Here is a different scenario - how would you deal with this:
Service loses money (hack, lost keys, whatever). No worries (for the customers), there is escrow. Service says "we fucked up, escrow please refund our customers". Escrow runs away with the funds and doesn't refund. Whom do you flag and why? Service? Escrow? Both?
That would be seriously fucked up. In this scenario, the escrow deserves a type 3 Flag for sure, to be created by the service. After that, I'd say the service should still refund the customers, or they can create a type 3 Flag against the service. Unless the customers agreed to only rely on the escrow before they paid the service, but that wouldn't make sense.
So it sounds as if we would be flagging the service in this hypothetical scenario even though it didn't scam (in theory; assuming there is no collusion, lying, etc), and some argue that in the WWM scenario the service should not be flagged even though they (presumably) scammed or at least got hit by a bus and had no communication contingency.
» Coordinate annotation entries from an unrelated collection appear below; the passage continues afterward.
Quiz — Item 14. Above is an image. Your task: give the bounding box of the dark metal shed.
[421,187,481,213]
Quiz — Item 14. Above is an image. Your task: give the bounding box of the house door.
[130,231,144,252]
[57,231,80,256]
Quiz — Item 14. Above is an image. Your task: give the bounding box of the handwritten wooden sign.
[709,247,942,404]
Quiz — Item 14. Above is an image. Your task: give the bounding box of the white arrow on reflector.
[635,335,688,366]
There needs to be consistency in how we interpret these implied contracts. I think in both cases the service that took the money and didn't pay back needs to be flagged with one of the contract flags, regardless of what any escrow may or may not do. If you steal something it's a crime regardless if the victim gets an insurance payout. I don't think a new type of flag or even a change in wording is needed, but I'm not a lawyer, just occasionally pretend to be one.